The New York Times Co. said Wednesday that its fourth-quarter earnings more than tripled, helped by cost cutting, an improving ad market and lower pension costs.
The publisher of The New York Times, The Boston Globe, the International Herald Tribune and 15 other daily newspapers had its smallest ad revenue decline in a year. Ad revenue dropped 14.7 percent in the fourth quarter from the same period of 2008, compared with a 26.9 percent year-over-year decline during the third quarter.
The company's print newspapers saw a 20 percent ad decline, but Internet advertising started growing again, climbing 10.6 percent after a year of declines.
That, along with cost-cutting steps and one-time gains, helped the Times Co. earn $90.9 million, or 61 cents per share. In the same quarter of 2008, it earned $27.6 million, or 19 cents per share.
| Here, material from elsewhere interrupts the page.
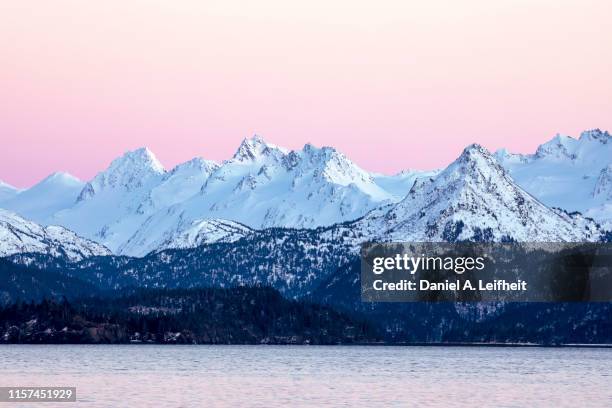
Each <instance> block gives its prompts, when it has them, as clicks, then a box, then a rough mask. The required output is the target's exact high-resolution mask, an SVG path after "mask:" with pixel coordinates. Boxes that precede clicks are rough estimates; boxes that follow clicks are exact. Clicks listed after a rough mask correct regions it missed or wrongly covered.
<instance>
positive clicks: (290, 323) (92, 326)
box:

The most recent quarter included a $32.4 million after-tax gain from a freeze in pension benefits the company put in place last year. It also included after-tax charges of $10.5 million from early termination fees on printing contracts and losses on office leases. And the company took a $2.6 million charge to account for the falling value of assets.
Stripping out the unusual items, the Times Co. said it would have earned 44 cents per share, up from a comparable figure of 36 cents per share a year earlier.
Analysts, who typically exclude such items, expected 38 cents, according to a Thomson Reuters poll.
Overall revenue fell 11.5 percent to $681 million, better than the $653 million expected by analysts.
Times Co. shares fell 1 cent to $11.66 in morning trading.